Beaucoup de personnes viennent d'outre-Rhin pour visiter ce village détruit et marqué par la présence allemande. Des publics scolaires notamment, qui sont invités à participer, le temps d'une journée, à l'entretien du cimetière et de la chapelle attenante. Son fronton représente une veuve pleurant sur la tombe de son mari.

Plus que des considérations géopolitiques, c'est ça la guerre : des familles brisées. Ce village le rappelle bien. Et le message passe avec amertume.

Une dame passe à côté de moi et fait remarquer à son mari que "c'est un peu la même chose en Ukraine". C'est vrai que la comparaison paraît pouvoir se tenir, même si nous sommes pourtant au XXIe siècle. 

Retour au bercail

Il est temps de s'en aller et de revenir sur Reims. Le bus s'ébranle, traverse Beine-Nauroy (qui a officiellement absorbé le territoire de la commune détruite et ajouté son nom au sien) puis Nogent-l'Abbesse. Devant une maison récente, des hommes qui ont tombé le maillot boivent des bières. "Ils ont l'air bien, eux", fait remarquer un passager. 

En traversant Berru, connu pour sa très grosse antenne de télécommunications (et une surprise fâcheuse qui avait été découverte sur son toit), j'aperçois une rue de Caurel. Cela m'amuse, car me fait penser à mon collègue Teddy Caruel (il suffit d'inverser deux lettres), un brillant journaliste reporter d'images (JRI, qui filme à la caméra).

Une fois Cernay-lès-Reims atteinte, une longue route mène vers l'est de Reims.

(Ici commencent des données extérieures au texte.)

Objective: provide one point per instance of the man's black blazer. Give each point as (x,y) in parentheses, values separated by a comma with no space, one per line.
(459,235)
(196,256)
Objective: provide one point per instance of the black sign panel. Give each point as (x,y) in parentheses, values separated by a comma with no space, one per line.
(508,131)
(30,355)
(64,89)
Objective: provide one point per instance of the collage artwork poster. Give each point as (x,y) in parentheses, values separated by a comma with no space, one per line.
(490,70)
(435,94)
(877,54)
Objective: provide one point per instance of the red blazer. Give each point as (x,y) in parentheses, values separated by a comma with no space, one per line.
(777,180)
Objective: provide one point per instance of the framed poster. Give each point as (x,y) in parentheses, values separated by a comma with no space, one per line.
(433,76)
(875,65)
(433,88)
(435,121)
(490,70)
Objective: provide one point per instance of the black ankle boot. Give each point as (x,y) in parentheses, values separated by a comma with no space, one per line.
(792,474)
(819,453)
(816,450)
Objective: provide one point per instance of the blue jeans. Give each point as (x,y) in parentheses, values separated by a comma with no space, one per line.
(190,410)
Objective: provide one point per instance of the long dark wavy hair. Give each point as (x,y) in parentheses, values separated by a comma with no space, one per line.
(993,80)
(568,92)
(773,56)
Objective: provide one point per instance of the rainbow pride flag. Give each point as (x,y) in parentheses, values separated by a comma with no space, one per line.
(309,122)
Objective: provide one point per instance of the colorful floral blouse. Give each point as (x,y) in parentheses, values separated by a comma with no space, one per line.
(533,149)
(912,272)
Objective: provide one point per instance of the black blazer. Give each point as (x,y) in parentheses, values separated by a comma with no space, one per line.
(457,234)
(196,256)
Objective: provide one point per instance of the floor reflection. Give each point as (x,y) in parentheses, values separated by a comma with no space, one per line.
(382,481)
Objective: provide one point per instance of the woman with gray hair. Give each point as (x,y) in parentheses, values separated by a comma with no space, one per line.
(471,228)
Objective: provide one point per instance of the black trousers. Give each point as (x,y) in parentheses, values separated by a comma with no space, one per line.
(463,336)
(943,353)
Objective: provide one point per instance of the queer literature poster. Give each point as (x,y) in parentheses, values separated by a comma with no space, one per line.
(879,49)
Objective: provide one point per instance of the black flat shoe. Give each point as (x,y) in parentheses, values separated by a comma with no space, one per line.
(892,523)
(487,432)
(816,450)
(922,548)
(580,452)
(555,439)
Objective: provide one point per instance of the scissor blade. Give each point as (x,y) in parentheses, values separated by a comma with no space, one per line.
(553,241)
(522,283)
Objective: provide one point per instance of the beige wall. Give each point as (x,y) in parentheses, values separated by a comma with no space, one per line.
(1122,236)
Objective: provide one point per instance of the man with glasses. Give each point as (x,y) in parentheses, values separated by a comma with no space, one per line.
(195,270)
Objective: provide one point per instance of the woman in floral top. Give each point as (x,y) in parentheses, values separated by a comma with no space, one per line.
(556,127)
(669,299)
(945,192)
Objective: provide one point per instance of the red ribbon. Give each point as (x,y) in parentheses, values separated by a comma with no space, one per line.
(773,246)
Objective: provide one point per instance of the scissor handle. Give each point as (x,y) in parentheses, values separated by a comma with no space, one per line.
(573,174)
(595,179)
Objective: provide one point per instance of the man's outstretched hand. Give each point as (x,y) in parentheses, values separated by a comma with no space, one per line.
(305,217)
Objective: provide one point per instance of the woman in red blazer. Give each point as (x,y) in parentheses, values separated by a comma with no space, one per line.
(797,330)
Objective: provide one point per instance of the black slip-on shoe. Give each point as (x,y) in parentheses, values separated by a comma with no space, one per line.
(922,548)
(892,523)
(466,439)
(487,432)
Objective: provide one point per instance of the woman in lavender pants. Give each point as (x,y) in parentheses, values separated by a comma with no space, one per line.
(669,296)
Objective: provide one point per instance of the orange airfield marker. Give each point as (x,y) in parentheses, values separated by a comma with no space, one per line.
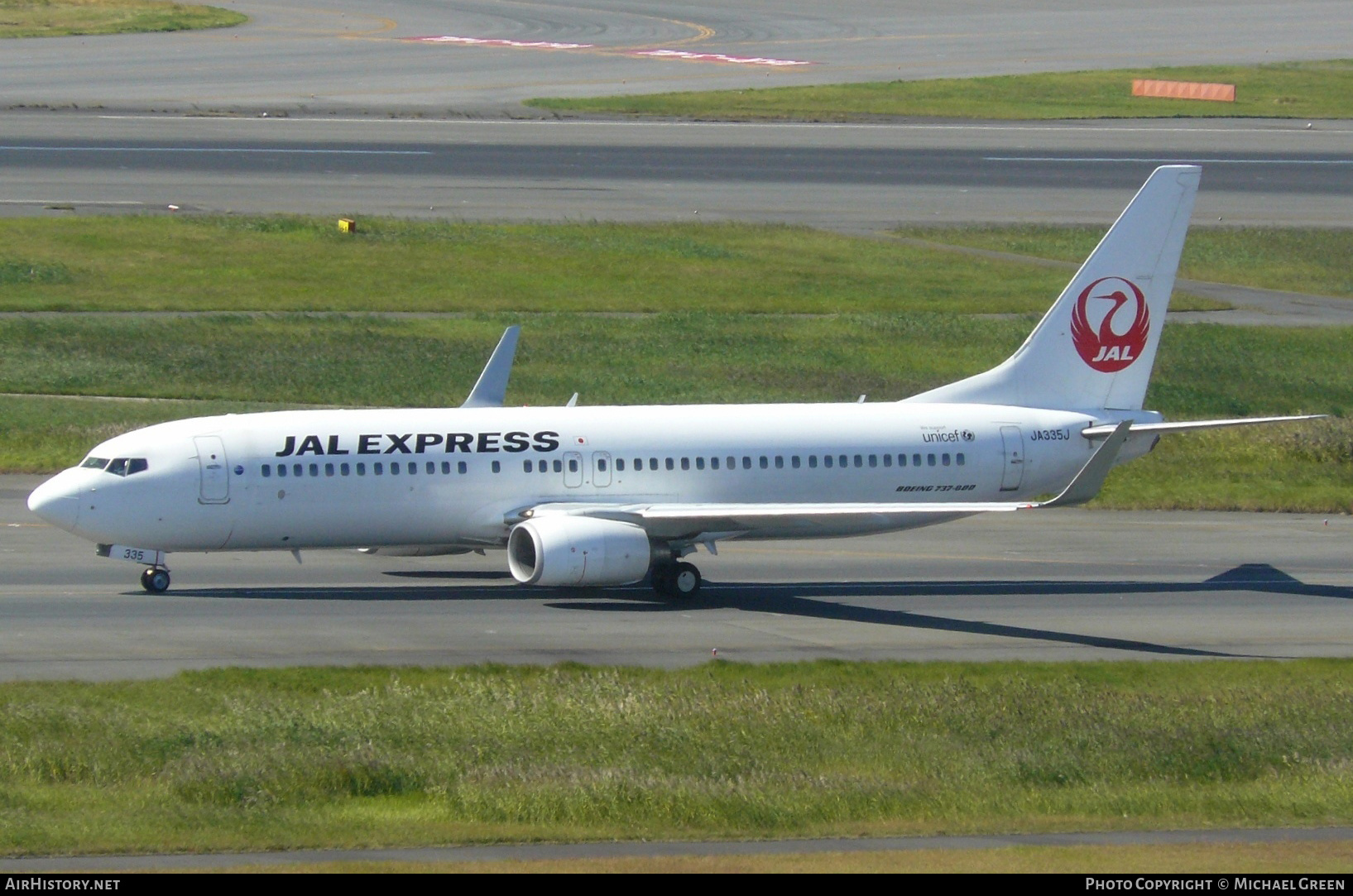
(1186,89)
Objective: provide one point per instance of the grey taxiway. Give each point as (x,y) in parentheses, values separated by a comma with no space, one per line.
(338,110)
(1039,585)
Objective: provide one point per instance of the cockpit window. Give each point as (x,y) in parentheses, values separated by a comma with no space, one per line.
(126,466)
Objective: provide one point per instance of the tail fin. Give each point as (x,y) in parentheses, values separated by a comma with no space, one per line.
(1096,345)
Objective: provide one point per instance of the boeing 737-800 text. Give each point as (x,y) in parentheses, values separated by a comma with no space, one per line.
(607,496)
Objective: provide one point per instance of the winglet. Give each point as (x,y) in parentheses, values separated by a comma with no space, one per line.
(492,387)
(1091,478)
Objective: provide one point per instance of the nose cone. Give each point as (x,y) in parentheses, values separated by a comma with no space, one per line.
(57,502)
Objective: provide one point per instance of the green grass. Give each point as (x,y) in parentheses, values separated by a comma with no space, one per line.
(1284,89)
(63,18)
(728,313)
(285,758)
(1312,260)
(251,362)
(276,264)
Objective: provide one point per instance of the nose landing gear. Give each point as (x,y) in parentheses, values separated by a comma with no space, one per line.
(155,580)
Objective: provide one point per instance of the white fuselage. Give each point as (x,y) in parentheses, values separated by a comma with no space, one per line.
(453,477)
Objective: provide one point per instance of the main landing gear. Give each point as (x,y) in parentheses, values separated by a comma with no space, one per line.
(155,580)
(677,580)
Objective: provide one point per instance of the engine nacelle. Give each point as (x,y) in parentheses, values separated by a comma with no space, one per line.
(578,551)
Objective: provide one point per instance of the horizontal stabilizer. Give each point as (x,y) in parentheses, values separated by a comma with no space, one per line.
(1186,425)
(492,387)
(1091,478)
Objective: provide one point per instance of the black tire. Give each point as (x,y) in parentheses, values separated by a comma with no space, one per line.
(685,581)
(662,578)
(155,581)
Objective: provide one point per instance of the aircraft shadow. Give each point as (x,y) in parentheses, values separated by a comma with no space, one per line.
(813,600)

On y devine les deux tours du beffroi de la cathédrale Notre-Dame. La vue est très jolie. On atteint la Cité des sacres vers 19h30, un peu en retard sur le programme prévu (voir la carte du parcours ci-dessous).

Une dame a l'insigne honneur d'être déposée à un arrêt du quartier Jean Jaurès : elle habite juste à côté. Puis le bus poursuit vers le centre-ville. "C'est quoi ce bus de ouf", s'écrie un jeune au croisement de la rue de Cernay et de Carteret.

À l'opéra, Élise donne une dernière salve de coups de klaxon, et s'attire une quantité de regards curieux. Un monsieur presque ému vient demander, lors d'un arrêt à un feu rouge, ce que c'est que ce drôle de bus sorti du passé. Tout le monde descend devant la gare. Il est 19h35, et une belle excursion vient de prendre fin grâce au dévouement et à la bonne humeur de Cyril et des autres bénévoles.

Mais ça reprend dès le lendemain, à savoir le lundi 29 mai, où une nouvelle date surprise a été proposée devant le succès considérable rencontré par l'excursion de ce dimanche. En plus des autres balades prévues ailleurs, l'Astur tient là un bon filon, assurément.